Но кто эта странная и молчаливая фигура, забившаяся в глубину оконной впадины и не принимающая никакого участия в шуме, происходящем около нее? Ей, по-видимому, лет шестнадцать, и она кажется очень хороша. У нее черные глаза, хотя ее волосы блещут золотистым отливом; ее черты совершенно правильны, но цвет ее лица, немного слишком смуглый по цвету волос, поражает восковой бледностью. Между тем как ее подруги одеты очень богато, на ней темное, гладкое платье из простой материи и покрывало без всякого шитья. Ни серег, ни лент, ни бус! Абрама скорее умерла бы, чем одеться так ужасно. То одна, то другая женщина заговаривали с ней: «Поди сюда, Габиба, что ты там сидишь одна? Спой песенку, поболтаем». Но Габиба будто не слышит, и видно к этому привыкли, потому что никто этому не удивляется. Никто кажется и не ждет от нее ответа, словно она и говорить не умеет. Впрочем она не кажется ни злой, ни капризной; ее лицо выражает доброту, и никто не слыхал он нее недоброго слова. Уж не глупа ли она? Это предположение падает перед ее взором, исполненным грустной думы, перед ее взором холодным, как лед, но как лед твердым и ясным.

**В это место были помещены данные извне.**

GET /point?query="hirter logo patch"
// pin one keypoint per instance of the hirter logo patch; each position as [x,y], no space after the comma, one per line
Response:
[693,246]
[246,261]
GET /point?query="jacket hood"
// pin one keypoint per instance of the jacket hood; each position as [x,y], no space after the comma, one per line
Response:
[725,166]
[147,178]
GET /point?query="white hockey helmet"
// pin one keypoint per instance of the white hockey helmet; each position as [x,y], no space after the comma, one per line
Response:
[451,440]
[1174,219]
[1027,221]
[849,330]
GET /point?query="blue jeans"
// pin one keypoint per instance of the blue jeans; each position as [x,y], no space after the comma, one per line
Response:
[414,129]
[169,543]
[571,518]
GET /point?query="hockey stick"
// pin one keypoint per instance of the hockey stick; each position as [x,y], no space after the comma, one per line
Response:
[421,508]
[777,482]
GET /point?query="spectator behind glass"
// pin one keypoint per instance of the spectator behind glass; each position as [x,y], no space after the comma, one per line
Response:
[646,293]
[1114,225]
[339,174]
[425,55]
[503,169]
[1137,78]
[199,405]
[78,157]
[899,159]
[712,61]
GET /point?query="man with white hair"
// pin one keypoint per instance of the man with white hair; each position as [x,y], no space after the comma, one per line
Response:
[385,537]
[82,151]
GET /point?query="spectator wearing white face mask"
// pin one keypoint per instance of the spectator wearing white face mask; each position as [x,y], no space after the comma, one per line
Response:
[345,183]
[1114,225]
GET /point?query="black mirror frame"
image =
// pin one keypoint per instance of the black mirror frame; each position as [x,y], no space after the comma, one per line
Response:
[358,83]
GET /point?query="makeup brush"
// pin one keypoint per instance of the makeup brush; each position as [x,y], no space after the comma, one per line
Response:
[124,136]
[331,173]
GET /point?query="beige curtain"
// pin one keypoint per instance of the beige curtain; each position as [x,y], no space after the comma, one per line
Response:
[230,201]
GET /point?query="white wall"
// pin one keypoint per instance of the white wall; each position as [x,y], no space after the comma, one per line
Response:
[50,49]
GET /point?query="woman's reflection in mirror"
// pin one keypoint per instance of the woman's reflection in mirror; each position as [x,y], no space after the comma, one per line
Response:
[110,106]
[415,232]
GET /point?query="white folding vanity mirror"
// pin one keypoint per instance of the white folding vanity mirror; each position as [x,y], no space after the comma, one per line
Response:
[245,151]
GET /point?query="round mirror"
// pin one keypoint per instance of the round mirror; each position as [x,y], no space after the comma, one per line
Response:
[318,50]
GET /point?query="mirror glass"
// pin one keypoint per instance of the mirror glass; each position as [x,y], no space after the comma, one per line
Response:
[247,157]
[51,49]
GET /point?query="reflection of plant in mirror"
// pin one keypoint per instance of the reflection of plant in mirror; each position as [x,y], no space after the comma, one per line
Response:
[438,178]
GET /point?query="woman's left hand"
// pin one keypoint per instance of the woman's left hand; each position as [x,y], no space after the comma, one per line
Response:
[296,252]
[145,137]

Как Габиба попала в пятые жены к Мехмету? Это история, похожая на роман. Однажды Мехмет, возвращаясь со своими слугами с одного из наездов, возбуждавших пророческие грезы вдохновенной черкешенки, встретил шайку цыган, увозивших насильно, несмотря на ее крик, молодую девушку, связанную по рукам и по ногам. Мехмет-бей был отважен и любил приключения. Он без предисловий напал на злодеев, обратил их в бегство и овладел их добычей. Молодая девушка не очень обрадовалась перемене плена, но ее редкая красота поразила князя, ее холодность подстрекнула его, и он на ней женился. Габиба (так он назвал ее за незнанием ее настоящего имени) осталась такой же, как в первый день, печальной, холодной, минутами тоскливой, но вообще равнодушной. Напрасно осыпал он подарками бесчувственную красавицу; напрасно осыпал ее вопросами о ее прошедшем и рассказывал ей о себе многое, чего не знали его другие жены: он не добился от нее ни ее имени, ни ее возраста, ни места ее рождения. Что она была из дальней страны, это было ясно: она плохо говорила по-турецки и не понимала ни слова ни по-грузински, ни по-черкески, ни даже по-сенегальски. Язык, на котором выражался Мехмет-бей, также ей был непонятен. Собирали из всей окрестности драгоманов, и они заговаривали с ней по-персидски, по-арабски, по-индостански, чуть ли даже не по-китайски, и все без успеха. Она немного знала по-гречески, но это очевидно не был ее природный язык, язык, на котором она говорила с детства. Когда Мехмет-бей встретил ее, она была одета цыганкой, но с каких пор носила она эту одежду? Была ли она мусульманка? Никто этого не знал. Одним словом, все в ней было тайна. Она жила окруженная непроницаемым мраком, которому, казалось, не суждено было разориться.